FundsDLT, a blockchain-powered funds distribution platform, has been developed as a collaboration between Luxembourg Stock Exchange subsidiary Fundsquare, Post Group subsidiary InTech and KPMG Luxembourg. Using smart contracts and distributed ledger concepts, FundsDLT is expected to provide asset managers a new distribution channel with significantly lower transaction costs and delays.5 Fundsquare is also partnering with iHub, the innovation and hacker space for technologists, investors and tech companies, to introduce a blockchain-based Know Your Customer platform for the funds industry that is eventually expected to be integrated with FundsDLT.6

Fraud-free Claims Management in Insurance

The insurance industry, although slower than the banking sector in evaluating the benefits of blockchain, has been making steady progress to benefit from it. The strongest use cases for blockchain in insurance are:

  • Driving effective and fraud-free claims management: Automating claims triage and processing through smart contracts, easy access to customer history, as well as centralized customer authentication will all enhance claims efficiencies manifold. Cross-industry data sharing will enable proactive fraud prevention

  • Supporting digital transformation: Blockchain will offer actuaries access to completely digitized, contextual data, to significantly reduce the effort and enhance the accuracy of risk models and estimations

  • Enabling product innovation: Blockchain, with its potential for almost real-time transaction settlements, will allow insurers to introduce new risk instruments and exploit capital opportunities in the market. Allianz, a leading multiline global insurer, recently came out with a blockchain-enabled solution for the captive insurance market. The company is also exploring other blockchain opportunities in the corporate insurance segment.7 Smart contracts stored on blockchain's decentralized ledgers help in supporting peer-to-peer transmissions.
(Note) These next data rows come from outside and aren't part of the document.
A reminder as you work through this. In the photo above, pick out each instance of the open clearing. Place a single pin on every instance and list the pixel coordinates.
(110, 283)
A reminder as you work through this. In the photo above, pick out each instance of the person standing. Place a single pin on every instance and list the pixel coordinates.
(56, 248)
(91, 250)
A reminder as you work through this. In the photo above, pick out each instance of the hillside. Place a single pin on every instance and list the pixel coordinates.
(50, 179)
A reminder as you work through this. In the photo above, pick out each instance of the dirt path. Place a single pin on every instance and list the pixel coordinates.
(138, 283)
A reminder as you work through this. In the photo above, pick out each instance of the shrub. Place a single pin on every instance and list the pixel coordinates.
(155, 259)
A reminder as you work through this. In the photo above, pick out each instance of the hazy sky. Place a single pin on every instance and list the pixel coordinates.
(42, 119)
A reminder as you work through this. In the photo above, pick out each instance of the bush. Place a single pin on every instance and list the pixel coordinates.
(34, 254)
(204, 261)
This opens up the opportunity for other forms of customized insurance products

Recently, consulting firm Deloitte, payment services provider, Lemon Way, and blockchain start-up, Stratumn, developed a blockchain-enabled solution for micro-insurance called LenderBot.8 Stratumn and Deloitte have also tied up with 14 insurance companies under the French Federation of Insurers to test a blockchain platform that can enable sharing of information across insurance companies.9

The Regulatory Question

The financial services industry is a highly regulated one, and the pace of blockchain adoption will depend on how the changes are supported by regulatory bodies across the globe. Some regulations connected to blockchain are already in force as listed below:

  • The U.S. state of Delaware has passed a bill that recognizes stock trading using blockchain

  • The Australian Securities and Investment Commission regulatory framework mandates financial services companies using distributed ledger technology to have proper infrastructure and risk management systems in place in order to operate

  • U.S. regulator, Commodity Futures Trading Commission, has established a blockchain panel to examine how the technology can be used in the derivatives market

  • The European Securities Market Authority and the Financial Conduct Authority, U.K., have each published papers that discuss the risks and benefits of blockchain on the securities markets

  • Switzerland's Zug region is now known as 'Crypto Valley' for its cryptocurrency-friendly regulation. Switzerland is marketing itself as an epicenter for Initial Coin Offerings or ICOs.

Changing global scenarios and volatile financial markets need a technology like blockchain to increase international transaction speed and reduce costs. By 2020, blockchain is expected to have a significant impact on the financial sector worldwide with widespread adoption. Blockchain is not a threat to the sector, but an innovation that can revolutionize the current system and make it more secure and efficient. Companies should start exploring and investing in this technology to compete in a disruptive environment.